There was a Mercedes SL 550 parked in the driveway. “Mom get a new car?” Hester asked.
“No, that’s Darryl’s.”
“Who is Darryl?”
Matthew just looked at her. Hester tried not to feel that deep, hard pang in her chest.
“Oh,” she said.
Tim pulled to a stop behind Darryl’s Mercedes.
“You’ll let me know if you find him?” Matthew asked.
“I’ll call.”
“Don’t call,” Matthew said. “Just come back when you can. I know Mom wants you to meet him.”
Hester nodded a little too slowly. “Do you like Darryl?”
Matthew’s reply was to kiss his grandmother on the cheek and slide out.
Hester watched her grandson walk toward the front door with the same gait as his father. She and Ira had built this home forty-three years ago. The cliché holds—it felt like forever ago and like it was yesterday. They had sold the house to David and Laila. Hester had been hesitant about that. It seemed odd to raise your family in the same house in which you’d been raised. Still, it made a lot of sense for a lot of reasons. David and Laila loved the place. They completely transformed the interior and made it their own. Ira also loved keeping the house in the family and would come out often so he could still hike and fish and do all that outdoorsy stuff that Hester so didn’t get.
But then again, even if you don’t believe in the butterfly effect, what if she had insisted that David and Laila buy someplace else? It drives you nuts to think of such things, and intellectually she understood that none of this was her fault, but if she had done that, the world’s timeline would have changed somewhat, right? David wouldn’t have been on that mountain road when it was so slippery. The car wouldn’t have gone off the edge. Ira wouldn’t have died of a heart attack—heartbreak, in her eyes—soon after.
So much for letting go what you can’t control, she thought.
“I guess Laila has a boyfriend,” she said to her driver, Tim.
“Laila is a beautiful woman.”
“I know.”
“And it’s been a long, long time.”
“I know.”
“Also, Matthew’s at college. She’s all alone now. You should want this for her.”
Hester made a face. “I didn’t hire you for your empathetic insights into my family dynamics.”
“I won’t charge you extra,” Tim said. “Where to?”
“You know.”
Tim nodded and circled through the cul-de-sac and back out. It took longer to find than she would have thought. Wilde always kept the hidden lane off Halifax Road camouflaged and hard to locate, but now it was overgrown to the point where Tim couldn’t turn the Escalade onto it. He pulled the car onto the shoulder.
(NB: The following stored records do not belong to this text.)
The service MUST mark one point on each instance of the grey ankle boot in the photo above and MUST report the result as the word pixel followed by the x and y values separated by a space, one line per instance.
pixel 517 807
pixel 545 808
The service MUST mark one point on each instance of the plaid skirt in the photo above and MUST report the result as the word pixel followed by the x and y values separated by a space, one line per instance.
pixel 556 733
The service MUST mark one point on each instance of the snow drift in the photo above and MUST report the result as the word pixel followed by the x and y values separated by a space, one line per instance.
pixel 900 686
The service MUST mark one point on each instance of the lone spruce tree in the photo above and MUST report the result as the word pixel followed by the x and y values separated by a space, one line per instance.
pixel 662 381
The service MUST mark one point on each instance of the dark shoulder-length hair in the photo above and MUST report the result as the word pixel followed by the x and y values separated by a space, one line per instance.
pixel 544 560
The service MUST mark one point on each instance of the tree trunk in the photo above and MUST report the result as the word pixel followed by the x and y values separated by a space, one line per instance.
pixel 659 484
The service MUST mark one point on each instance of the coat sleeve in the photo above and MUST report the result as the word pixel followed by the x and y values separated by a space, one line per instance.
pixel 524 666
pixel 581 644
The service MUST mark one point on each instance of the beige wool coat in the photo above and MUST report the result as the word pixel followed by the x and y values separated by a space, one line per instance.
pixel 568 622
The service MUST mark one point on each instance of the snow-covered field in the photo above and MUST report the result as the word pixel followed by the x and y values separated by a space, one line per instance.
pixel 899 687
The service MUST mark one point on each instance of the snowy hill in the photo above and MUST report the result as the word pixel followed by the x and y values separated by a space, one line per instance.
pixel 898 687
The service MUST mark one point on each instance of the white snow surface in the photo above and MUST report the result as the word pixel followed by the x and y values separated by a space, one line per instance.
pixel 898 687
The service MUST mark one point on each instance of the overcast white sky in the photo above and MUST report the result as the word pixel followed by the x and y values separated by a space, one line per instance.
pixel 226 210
“I don’t think Wilde uses this anymore.”
If that was the case, Hester was out of ideas. She could talk to Oren, her beau, about having the park rangers comb the area for Wilde, but if he didn’t want to be found, he wouldn’t be—and if something bad had happened to him, then, coldly put, it would probably be too late.
“I’ll take the path on foot,” Hester said.
“Not alone you won’t,” Tim replied, rolling out of the driver’s side with a speed that defied his bulk. Tim was a big slab of a man in an ill-fitted suit and military-style crewcut. He buttoned his suit coat—he always insisted on wearing a suit to work—and opened the back door for her.
“Stay here,” Hester said.
Tim squinted and scanned the surroundings. “It could be dangerous.”
“You have your gun, right?”
He patted his side. “Of course.”
“Wonderful, so watch me from here. If someone tries to abduct me, shoot to kill. Wait, unless it’s a hunky man, then bid me adieu.”
“Isn’t Wilde hunky?”
“An age-appropriate hunky man, Tim. Oh, and thanks for being a literalist.”
“Also, do Americans still say ‘hunky’?”
“This one does.”
Hester headed toward an opening in the thicket. Last time she’d been here, there’d been enough room for the car to slide through. Tim had driven in, setting off whatever motion-detector sensors Wilde used. They’d waited and he soon appeared. That was how it worked most of the time with Wilde. He took living off the grid to an art form. Part of it was for reasons of personal safety. During his years of clandestine work in both military and then private security with his foster sister Rola, Wilde had made his share of enemies. Some would like to find him and see him dead. Good luck with that.